Unlike Grs, we have detected in D. silvatica a substantial number of sequences (127) encoding putative Ir transcripts, including a putative homolog of the conserved Ir subfamily Ir25a/Ir8a (Dsil31989). The phylogenetic analysis of the members of this family in arthropods clearly reflects the effect of the long-term birth-and-death process acting on most members of this family. Remarkably, this effect is almost unnoticeable in iGluR and in conserved IRs proteins, ratifying the marked differences in gene turnover rates between subfamilies. This highly dynamic evolution of nonconserved IR jointly with that reported for other proteins associated with contact chemoreception has been suggested as a proof of the high adaptive potential of the molecular components of the gustatory system in arthropods (see Torres-Oliva et al. 2016, and references therein). Interestingly, some of the 10 nonconserved IRs not included in the D. silvatica-specific clade are phylogenetically related to some D. melanogaster antennal IRs, including one member that presumably plays an important role in thermosensation (IR21a). Nevertheless, the expression profiles of these five transcripts do not provide clues regarding their possible role in spider chemosensation (i.e., they do not show any specific gene expression pattern across conditions). Although the putative spider homolog of the Ir25a/Ir8a subfamily is also expressed in all four conditions, it is much more abundant in PALP, LEG#1 and LEG#234, and even significantly overexpressed in LEG#1 with respect to REST. The IR25a and IR28a proteins are widely expressed in Drosophila olfactory sensilla (and in olfactory organs of other arthropods; Croset et al. 2010) and have been involved in the trafficking to the membrane of the other IR and in a co-receptor function of food-derived chemicals and humidity and temperature preferences. Thus, our results indicate that the first pair of legs of spiders could be relevant for the detection of amines and/or aldehydes as well as for determining favorable ranges of certain environmental variables (Silbering et al. 2011; Min et al. 2013; Enjin et al. 2016). Finally, and similar to that observed in for Gr transcripts, some members of the nonconserved Ir subfamily are also detected in REST, further supporting their involvement in other nonchemosensory functions or, alternatively, the presence of chemosensory structures in body parts other than legs or palps.
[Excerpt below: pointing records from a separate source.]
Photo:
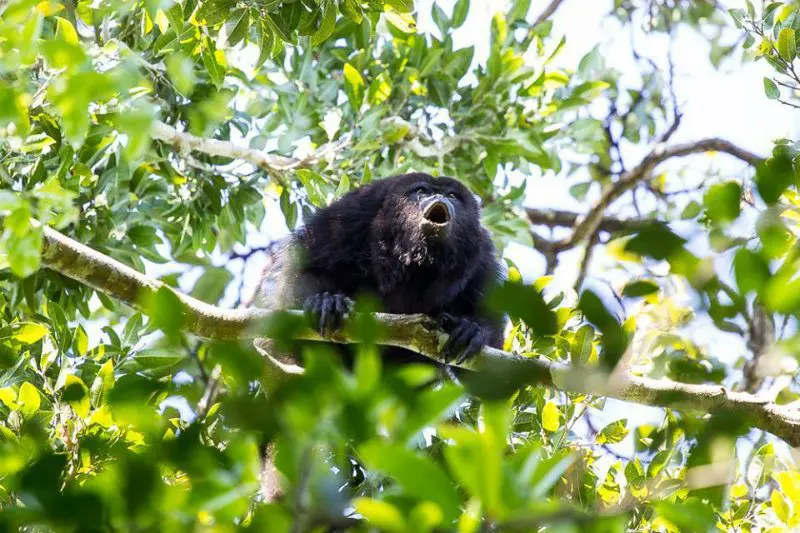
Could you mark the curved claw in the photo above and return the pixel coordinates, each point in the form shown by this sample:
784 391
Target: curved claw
326 312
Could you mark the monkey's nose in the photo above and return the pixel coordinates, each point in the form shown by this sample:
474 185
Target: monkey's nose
438 211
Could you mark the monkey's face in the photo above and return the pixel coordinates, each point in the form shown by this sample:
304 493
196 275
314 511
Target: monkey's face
424 217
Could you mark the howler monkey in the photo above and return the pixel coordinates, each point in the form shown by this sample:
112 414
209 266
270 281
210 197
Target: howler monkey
413 241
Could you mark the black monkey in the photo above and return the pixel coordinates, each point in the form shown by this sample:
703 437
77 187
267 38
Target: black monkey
413 241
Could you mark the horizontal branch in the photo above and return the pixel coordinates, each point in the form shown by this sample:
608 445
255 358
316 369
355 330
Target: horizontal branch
414 332
186 142
567 219
590 222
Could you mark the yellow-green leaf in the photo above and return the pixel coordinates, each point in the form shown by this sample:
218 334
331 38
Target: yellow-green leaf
8 397
81 341
787 47
780 506
380 514
76 395
29 332
789 482
353 86
65 31
551 417
29 399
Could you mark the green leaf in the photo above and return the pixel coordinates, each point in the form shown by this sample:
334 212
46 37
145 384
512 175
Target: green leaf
76 395
525 303
28 332
460 12
691 210
656 241
213 12
237 26
640 288
689 515
751 271
28 399
181 71
214 61
417 475
614 338
353 86
380 514
774 176
551 417
327 25
8 397
210 287
613 433
266 41
352 10
581 345
81 341
771 89
157 358
723 202
787 47
65 31
313 184
440 18
403 22
24 252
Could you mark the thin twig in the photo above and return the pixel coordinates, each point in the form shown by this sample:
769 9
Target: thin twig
548 11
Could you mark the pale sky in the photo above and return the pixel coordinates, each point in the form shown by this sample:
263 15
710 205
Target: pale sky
727 103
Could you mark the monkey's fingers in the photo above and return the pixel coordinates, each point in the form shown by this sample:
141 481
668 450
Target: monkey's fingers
476 344
327 314
342 308
460 336
312 309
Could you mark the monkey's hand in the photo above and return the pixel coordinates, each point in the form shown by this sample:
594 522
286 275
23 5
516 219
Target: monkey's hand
326 311
467 338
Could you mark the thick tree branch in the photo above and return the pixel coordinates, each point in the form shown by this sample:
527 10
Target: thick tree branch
186 142
567 219
419 333
591 221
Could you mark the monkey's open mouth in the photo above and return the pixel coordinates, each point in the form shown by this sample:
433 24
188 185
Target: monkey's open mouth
438 213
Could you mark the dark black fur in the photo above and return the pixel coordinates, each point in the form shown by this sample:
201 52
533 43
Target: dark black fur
372 240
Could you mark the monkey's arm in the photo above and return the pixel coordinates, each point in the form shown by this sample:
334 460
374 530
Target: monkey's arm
468 321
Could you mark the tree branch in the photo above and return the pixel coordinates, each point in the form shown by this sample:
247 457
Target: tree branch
548 11
420 334
567 219
589 223
186 142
Evolution of the IR Family in Arthropods
Since our phylogenetic analysis includes highly diverged sequences, we applied for first time domain-specific HMM profiles to guide the MSA of chemosensory families. This strategy has been especially useful for the Ir/iGluR families, exploiting the evolutionary information of the conserved ligand channel domain (LCD domain) clearly shared by all known members. The inferred tree mirrors the same focal phylogenetic groups obtained in previous works (Croset et al. 2010). Most tree reconstructions show that (1) the Kainate and AMPA proteins are closely related, and AMPA likely a derived linage, (2) the subfamily of the conserved IRs is the sister group of these Kainate/AMPA receptors, and (3) NMDA sequences represent the first offshoot. However, there are some important differences between the present study and findings regarding the putative origin of the nonconserved IRs. This group of IRs, which forms a supported monophyletic group in all tree reconstructions, is more closely related to non-NMDA receptors than to the remaining iGluRs in our tree, which could indicate that they originated from a Kainate- or AMPA-like receptor. Nevertheless, the poor support of some internal nodes, probably due to alignment artifacts caused by the diverse domain structure of Ir/iGluR families, precludes making definitive conclusions about the origin of these highly divergent receptors.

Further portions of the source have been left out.